The present invention provides a composite fiber sponge containing sulforaphane, which is formed by molding and cross-linking a composite solution, wherein the composite solution contains a compound containing an extract product of a Brassicaceae plant Fiber, polysaccharides, and carboxymethylcellulose fiber, an extract of this cruciferous plant that contains sulforaphane.

According to the present invention, the composite fiber containing the cruciferous plant extract can be formed by a fiber mother liquor, wherein the fiber mother liquor comprises: the cruciferous plant extract and polysaccharide.

According to the present invention, the cruciferous plant extract can be obtained by hydrolyzing a glucosinolate-containing cruciferous plant material with a myrosinase-containing cruciferous plant extract was made.

According to the present invention, the myrosinase-containing cruciferous plant extract can be prepared by extracting a cruciferous plant through a well-known and commonly used extraction technique for those skilled in the art. In this regard, reference can be made to Wang Jiandong et al., (2003), Food and Fermentation Industry, Vol. 29, No. 2.

It can be understood that the operating conditions of the above-mentioned extraction method will be further changed with factors such as the type and processing method of the cruciferous plant used, the extraction solvent used and the ratio of the amount used, so as to achieve the best Extraction effect. The selection of these operating conditions is within the routine discretion of those skilled in the art.

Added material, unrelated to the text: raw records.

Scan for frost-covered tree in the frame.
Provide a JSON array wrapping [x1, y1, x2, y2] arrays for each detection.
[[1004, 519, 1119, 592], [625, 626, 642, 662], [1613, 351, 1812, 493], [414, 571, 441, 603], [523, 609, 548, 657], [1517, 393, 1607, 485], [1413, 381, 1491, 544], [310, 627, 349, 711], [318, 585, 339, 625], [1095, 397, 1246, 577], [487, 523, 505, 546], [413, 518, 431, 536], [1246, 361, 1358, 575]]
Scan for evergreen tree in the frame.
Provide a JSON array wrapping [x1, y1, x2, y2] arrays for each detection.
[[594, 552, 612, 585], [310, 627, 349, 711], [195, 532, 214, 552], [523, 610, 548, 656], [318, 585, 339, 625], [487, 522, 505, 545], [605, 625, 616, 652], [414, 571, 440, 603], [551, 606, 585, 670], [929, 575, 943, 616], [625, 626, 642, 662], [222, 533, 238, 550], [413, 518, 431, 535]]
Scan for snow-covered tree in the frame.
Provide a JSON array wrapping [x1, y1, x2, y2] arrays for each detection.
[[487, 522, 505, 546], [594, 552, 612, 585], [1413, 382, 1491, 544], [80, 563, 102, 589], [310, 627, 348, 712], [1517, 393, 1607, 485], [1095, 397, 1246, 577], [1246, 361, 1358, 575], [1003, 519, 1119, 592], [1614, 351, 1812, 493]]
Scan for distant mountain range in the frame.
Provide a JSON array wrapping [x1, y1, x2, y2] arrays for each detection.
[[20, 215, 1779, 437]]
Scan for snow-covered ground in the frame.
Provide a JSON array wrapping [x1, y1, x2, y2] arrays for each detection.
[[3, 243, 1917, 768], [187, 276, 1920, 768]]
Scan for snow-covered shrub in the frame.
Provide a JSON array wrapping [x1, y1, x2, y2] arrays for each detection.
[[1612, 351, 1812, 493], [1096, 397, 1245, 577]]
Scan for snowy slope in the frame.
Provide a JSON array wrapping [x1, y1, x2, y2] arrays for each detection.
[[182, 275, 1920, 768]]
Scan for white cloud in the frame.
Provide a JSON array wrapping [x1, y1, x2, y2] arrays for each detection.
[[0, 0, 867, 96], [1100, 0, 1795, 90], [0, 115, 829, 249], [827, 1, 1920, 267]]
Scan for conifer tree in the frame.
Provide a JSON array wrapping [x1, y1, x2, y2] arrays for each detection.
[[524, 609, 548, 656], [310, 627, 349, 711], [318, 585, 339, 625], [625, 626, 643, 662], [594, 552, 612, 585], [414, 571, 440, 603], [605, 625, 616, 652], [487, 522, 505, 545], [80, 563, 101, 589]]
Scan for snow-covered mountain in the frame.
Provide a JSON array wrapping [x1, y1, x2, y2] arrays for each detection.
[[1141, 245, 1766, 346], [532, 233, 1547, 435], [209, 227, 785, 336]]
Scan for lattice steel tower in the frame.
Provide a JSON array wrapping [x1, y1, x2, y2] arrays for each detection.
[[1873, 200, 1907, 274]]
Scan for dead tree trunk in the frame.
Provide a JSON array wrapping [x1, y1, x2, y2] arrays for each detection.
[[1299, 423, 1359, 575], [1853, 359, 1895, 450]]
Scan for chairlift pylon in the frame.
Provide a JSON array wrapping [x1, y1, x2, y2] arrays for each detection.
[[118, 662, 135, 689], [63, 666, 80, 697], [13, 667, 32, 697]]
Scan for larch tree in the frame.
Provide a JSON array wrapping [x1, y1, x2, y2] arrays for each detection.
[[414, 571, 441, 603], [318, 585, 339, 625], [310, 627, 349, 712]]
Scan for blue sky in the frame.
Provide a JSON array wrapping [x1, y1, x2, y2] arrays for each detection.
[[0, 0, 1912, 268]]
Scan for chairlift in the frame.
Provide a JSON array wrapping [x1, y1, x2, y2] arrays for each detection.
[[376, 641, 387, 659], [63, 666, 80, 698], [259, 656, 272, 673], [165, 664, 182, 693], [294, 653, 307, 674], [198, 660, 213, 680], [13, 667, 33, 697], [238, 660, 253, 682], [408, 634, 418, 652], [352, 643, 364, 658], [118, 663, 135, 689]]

According to the present invention, the cruciferous plant can be selected from the group consisting of cabbage, broccoli, cauliflower, cabbage, turnip, mustard greens, bok choy, bok choy, and combinations thereof. In a preferred embodiment of the present invention, the cruciferous plant is cabbage. In another preferred embodiment of the present invention, the cruciferous plant is broccoli.

According to the present invention, the cruciferous plant may be unprocessed (i.e. freshly picked) or obtained through a process selected from the group consisting of: Drying treatment, grinding treatment, chopping treatment, comminuting treatment, solid-liquid separation, and combinations thereof.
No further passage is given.